Recently, I stumbled upon an article about ACL in the Zend framework, written by Jani Hartikainen. While reading it, I realized that probably many people struggle with CakePHP’s ACL because of the naming.
The main classes of CakePHP’s ACL implementation are named ACO and ARO, which are acronyms for the technical terms “access control object” and “access request object”. An access control object is something that gets accessed, whereas an access request object is something that wants to access an access control object.
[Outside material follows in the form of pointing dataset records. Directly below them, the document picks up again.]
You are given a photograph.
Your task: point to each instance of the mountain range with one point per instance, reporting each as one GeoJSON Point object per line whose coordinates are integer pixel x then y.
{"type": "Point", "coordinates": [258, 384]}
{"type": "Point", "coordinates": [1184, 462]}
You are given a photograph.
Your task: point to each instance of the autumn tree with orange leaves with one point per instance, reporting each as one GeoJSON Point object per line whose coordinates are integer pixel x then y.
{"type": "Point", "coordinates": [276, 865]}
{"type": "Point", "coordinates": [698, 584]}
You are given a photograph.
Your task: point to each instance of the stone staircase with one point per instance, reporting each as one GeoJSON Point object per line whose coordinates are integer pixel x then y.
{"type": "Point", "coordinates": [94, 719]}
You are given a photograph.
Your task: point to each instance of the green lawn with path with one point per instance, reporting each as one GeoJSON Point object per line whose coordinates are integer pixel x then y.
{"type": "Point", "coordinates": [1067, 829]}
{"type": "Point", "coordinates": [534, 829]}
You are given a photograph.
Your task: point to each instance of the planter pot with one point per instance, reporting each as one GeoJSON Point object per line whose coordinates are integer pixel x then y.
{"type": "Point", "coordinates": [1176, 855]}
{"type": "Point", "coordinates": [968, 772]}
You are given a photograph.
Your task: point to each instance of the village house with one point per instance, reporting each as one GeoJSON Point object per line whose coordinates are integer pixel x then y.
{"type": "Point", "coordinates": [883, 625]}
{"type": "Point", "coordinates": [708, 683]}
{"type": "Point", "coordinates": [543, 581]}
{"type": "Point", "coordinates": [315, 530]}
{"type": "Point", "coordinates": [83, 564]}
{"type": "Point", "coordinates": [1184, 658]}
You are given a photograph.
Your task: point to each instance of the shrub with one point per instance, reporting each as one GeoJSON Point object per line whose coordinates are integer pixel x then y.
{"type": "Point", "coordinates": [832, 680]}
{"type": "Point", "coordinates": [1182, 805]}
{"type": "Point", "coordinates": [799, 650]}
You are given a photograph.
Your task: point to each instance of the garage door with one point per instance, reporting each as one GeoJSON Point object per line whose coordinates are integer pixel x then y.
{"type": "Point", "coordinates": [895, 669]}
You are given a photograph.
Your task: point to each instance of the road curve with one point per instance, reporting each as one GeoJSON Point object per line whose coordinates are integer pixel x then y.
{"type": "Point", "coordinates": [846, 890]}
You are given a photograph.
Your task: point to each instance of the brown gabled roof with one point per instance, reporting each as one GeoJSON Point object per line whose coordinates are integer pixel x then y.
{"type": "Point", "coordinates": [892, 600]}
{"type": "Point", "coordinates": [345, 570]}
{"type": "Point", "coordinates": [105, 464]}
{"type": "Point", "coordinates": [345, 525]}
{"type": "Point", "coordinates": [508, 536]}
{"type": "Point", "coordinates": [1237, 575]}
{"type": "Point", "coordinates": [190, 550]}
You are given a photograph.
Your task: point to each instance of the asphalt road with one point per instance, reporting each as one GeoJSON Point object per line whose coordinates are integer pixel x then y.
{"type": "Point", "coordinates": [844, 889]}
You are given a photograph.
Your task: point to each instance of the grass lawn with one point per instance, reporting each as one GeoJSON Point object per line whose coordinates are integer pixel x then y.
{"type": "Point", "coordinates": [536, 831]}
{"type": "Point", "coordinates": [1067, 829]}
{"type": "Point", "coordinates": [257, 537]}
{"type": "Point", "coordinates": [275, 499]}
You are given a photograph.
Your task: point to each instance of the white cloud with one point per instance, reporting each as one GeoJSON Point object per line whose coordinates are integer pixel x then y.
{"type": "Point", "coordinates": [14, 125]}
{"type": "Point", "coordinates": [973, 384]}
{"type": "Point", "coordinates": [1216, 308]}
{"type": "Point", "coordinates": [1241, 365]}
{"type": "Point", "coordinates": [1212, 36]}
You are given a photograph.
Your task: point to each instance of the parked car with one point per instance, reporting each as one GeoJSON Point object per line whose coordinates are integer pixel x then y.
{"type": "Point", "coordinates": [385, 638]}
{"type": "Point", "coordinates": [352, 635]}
As those acronyms are probably not that familiar to most (I heard them for the first time with the introduction of the ACL feature), you always have to perform translations when you read/hear “ACO” or “ARO”:
ACO => Access Control Object => term you are familiar with ARO => Access Request Object => term you are familiar with
After a while you (resp. your brain) will make those translations automatically. However, at the beginning, when you try to grasp CakePHP’s ACL implementation, those translation automatisms are not there yet, which makes the understanding more difficult…
Now compare this with the names used in the Zend framework: Zend_Acl_Resource (= ACO) and Zend_Acl_Role (= ARO). At least to me those names sound quite familiar. They are very similar to the terms I would use in a discussion about authorization. And because of this familiarity, the aforementioned translation process can be omitted.
And so I think it would also make sense for CakePHP to use terms like “resource” and “role” instead of ACO and ARO to make it easier for those who want to learn how the ACL feature works.